If not, then please consider the patch at the top of this post
which continues to define __nonnull(params) directly to
#define __nonnull(params) __attribute__ ((__nonnull__ params))
so that others who may have used the __attribute_nonnull__ idiom
do not have to track down weird compiler errors from system headers
using __nonnull(params) in addition to the application code which
uses __attribute_nonnull__ without params.

The impetus for this bug report is that lighttpd 1.4.60 release
breaks in Fedora Rawhide (which is using glibc 2.34.9000), due to
both lighttpd and glibc 2.34.9000 having different definitions
for __attribute_nonnull__.  lighttpd usage of __attribute_nonull__
does not expect __attribute_nonnull__(params) to require parameters,
leading to compiler errors where lighttpd headers uses
__attribute_nonnull__ without params.

Thank you.  Glenn
Comment 1 gstrauss 2021-10-05 23:26:44 UTC
In order to match glibc 2.35 development, I have modified lighttpd to define __attribute_nonnull__(params) with an argument for params, and I have modified lighttpd usage from __attribute_nonnull__ to __attribute_nonnull__().  (This is also extensible to filling in params, e.g. __attribute_nonnull((1,2,3)), as is recommended by gcc for passing a single arg or no arg to attributes.)

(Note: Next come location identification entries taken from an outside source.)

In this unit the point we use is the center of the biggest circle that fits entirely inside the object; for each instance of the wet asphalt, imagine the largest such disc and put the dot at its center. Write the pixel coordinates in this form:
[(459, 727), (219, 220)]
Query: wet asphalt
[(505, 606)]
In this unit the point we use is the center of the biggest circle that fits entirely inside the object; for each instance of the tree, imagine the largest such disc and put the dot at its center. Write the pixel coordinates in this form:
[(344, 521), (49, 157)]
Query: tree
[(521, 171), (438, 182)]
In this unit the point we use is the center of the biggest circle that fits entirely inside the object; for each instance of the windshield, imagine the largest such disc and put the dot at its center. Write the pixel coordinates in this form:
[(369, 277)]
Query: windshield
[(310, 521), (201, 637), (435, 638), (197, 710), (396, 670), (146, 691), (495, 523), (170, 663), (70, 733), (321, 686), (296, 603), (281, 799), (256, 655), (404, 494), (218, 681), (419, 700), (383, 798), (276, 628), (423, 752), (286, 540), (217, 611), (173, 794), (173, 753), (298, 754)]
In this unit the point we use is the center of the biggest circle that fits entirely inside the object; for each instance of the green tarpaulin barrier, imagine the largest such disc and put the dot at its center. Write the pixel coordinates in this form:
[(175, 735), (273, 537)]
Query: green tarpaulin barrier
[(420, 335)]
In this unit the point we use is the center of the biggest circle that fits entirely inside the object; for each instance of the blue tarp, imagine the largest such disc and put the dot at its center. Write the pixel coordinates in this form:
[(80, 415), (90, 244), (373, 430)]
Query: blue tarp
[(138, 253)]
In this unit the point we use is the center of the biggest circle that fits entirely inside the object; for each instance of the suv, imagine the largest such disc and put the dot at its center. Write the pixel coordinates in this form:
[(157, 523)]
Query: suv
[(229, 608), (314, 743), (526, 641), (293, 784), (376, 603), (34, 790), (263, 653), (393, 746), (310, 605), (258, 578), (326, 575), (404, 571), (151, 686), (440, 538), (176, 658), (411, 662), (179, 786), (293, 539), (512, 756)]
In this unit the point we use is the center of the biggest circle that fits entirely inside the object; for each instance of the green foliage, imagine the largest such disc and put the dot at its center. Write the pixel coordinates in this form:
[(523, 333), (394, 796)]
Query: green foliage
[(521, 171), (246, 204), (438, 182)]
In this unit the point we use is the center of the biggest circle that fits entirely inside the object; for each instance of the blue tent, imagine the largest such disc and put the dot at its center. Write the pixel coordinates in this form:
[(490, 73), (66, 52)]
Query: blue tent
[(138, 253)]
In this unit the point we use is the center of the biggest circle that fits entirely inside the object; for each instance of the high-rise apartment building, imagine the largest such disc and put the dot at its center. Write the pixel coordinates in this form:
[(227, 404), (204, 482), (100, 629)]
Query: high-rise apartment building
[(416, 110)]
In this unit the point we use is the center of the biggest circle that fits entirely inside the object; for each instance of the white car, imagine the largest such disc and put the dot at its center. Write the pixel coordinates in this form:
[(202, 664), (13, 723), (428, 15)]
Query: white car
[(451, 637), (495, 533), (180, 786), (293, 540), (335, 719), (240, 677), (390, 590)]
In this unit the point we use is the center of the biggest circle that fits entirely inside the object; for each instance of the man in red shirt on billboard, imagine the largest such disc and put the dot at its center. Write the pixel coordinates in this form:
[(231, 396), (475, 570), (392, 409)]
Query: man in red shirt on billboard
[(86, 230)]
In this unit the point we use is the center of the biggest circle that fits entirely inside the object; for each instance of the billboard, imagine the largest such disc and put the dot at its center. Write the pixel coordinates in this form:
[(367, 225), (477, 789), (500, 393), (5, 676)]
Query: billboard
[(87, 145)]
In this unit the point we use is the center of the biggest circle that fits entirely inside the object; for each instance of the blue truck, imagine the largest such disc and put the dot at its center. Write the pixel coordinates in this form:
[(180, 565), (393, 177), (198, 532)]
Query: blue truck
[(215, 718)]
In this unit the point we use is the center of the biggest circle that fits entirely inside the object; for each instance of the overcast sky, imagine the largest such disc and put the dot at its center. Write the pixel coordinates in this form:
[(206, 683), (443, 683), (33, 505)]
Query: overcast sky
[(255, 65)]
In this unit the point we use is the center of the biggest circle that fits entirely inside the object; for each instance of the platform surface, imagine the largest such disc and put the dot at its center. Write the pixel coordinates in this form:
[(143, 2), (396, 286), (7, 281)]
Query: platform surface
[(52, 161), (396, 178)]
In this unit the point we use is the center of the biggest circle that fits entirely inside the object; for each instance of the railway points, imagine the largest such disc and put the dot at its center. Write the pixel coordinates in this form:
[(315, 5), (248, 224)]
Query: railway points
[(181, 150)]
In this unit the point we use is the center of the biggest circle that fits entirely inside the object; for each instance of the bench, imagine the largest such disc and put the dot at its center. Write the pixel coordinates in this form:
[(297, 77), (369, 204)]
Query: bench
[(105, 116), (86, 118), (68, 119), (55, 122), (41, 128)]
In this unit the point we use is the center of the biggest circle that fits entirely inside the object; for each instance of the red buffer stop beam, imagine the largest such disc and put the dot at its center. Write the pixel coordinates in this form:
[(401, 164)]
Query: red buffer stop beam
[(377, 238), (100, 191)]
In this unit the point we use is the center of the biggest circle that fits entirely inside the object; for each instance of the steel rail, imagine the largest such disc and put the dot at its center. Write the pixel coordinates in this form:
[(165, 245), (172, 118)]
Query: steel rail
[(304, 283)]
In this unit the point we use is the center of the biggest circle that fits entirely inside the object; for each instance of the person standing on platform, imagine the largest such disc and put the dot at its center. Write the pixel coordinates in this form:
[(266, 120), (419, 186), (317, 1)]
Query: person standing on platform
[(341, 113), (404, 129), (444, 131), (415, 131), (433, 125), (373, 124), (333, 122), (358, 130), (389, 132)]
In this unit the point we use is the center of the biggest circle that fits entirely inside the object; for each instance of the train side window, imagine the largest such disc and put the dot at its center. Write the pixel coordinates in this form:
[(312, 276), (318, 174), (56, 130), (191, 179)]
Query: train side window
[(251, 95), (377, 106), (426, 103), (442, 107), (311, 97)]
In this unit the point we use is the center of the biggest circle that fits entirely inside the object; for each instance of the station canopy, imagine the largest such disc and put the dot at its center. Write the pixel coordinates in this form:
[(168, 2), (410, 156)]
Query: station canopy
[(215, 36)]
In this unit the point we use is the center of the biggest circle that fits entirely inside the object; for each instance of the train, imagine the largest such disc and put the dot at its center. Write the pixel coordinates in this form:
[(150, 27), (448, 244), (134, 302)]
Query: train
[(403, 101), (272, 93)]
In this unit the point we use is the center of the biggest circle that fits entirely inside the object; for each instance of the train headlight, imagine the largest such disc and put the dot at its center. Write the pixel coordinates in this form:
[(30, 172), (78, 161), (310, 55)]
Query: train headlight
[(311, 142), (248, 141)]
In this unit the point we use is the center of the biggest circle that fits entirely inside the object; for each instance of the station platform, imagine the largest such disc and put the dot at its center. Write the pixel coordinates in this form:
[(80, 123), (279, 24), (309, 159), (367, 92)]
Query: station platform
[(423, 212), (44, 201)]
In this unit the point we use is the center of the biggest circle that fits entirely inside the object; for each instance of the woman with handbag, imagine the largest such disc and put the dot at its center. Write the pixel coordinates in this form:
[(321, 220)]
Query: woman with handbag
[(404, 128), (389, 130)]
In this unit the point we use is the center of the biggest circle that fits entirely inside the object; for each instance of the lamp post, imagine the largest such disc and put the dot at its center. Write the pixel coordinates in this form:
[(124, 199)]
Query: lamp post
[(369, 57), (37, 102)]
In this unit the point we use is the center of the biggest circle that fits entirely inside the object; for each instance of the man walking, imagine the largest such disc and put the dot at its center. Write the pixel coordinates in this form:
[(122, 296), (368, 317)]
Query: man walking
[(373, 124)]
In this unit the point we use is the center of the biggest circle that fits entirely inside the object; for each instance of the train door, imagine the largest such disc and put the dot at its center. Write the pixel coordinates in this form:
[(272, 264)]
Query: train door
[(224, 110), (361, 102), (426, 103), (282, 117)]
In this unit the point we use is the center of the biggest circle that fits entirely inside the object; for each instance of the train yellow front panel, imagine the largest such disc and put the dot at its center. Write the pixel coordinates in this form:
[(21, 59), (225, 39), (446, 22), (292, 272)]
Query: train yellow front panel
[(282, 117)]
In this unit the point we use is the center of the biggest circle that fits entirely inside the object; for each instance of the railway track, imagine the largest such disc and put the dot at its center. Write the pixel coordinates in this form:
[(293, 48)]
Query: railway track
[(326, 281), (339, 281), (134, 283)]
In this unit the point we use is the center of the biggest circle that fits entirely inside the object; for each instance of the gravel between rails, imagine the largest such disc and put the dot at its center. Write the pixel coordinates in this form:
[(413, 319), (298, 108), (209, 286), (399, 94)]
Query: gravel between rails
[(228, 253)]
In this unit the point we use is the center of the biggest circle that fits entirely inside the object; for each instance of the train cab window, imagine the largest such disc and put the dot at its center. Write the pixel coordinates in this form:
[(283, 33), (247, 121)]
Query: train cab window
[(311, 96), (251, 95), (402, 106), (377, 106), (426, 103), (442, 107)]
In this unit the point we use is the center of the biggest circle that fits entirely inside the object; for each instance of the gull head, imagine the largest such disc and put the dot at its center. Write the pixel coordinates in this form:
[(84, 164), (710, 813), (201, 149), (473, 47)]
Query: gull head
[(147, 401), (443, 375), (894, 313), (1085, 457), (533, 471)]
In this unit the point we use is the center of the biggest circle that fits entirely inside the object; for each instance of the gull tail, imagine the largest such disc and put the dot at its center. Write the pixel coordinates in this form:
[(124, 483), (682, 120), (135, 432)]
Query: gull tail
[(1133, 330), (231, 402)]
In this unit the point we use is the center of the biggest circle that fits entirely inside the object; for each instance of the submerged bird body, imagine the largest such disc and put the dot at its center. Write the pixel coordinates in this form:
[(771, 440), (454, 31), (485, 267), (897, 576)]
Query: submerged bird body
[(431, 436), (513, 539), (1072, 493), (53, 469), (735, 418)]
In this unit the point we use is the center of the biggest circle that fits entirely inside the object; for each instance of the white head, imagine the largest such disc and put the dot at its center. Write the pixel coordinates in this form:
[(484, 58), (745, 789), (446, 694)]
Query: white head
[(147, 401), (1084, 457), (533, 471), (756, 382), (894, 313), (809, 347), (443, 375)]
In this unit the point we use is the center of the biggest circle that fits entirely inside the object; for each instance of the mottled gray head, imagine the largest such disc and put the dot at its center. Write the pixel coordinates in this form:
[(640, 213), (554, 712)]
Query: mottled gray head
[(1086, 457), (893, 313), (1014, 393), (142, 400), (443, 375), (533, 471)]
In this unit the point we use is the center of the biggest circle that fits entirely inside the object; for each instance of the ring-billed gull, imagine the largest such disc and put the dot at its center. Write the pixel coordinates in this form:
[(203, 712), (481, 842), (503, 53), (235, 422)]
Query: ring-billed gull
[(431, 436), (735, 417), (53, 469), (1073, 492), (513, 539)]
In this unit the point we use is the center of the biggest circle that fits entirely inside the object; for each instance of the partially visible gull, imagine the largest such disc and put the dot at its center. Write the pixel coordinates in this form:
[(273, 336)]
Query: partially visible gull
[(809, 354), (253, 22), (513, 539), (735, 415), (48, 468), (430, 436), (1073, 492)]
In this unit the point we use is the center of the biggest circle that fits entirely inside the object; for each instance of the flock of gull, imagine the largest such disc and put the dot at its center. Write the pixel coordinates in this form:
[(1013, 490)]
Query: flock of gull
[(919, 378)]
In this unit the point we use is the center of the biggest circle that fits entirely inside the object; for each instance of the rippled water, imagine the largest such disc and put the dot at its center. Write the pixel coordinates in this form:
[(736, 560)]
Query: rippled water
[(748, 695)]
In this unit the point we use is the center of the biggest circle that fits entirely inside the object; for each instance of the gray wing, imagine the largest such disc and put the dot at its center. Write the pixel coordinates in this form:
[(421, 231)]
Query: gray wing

lighttpd patch (not glibc):
```
 #ifndef __attribute_nonnull__
 #if __has_attribute(nonnull) \
  || __GNUC_PREREQ(3,3)
-#define __attribute_nonnull__  __attribute__((__nonnull__))
+#define __attribute_nonnull__(params)  __attribute__((__nonnull__ params))
 #else
-#define __attribute_nonnull__
+#define __attribute_nonnull__(params)
 #endif
 #endif
```

(In hindsight, that is probably how I should have defined macros for attributes which take an optional single argument as parenthesized set of 0 or more arguments.)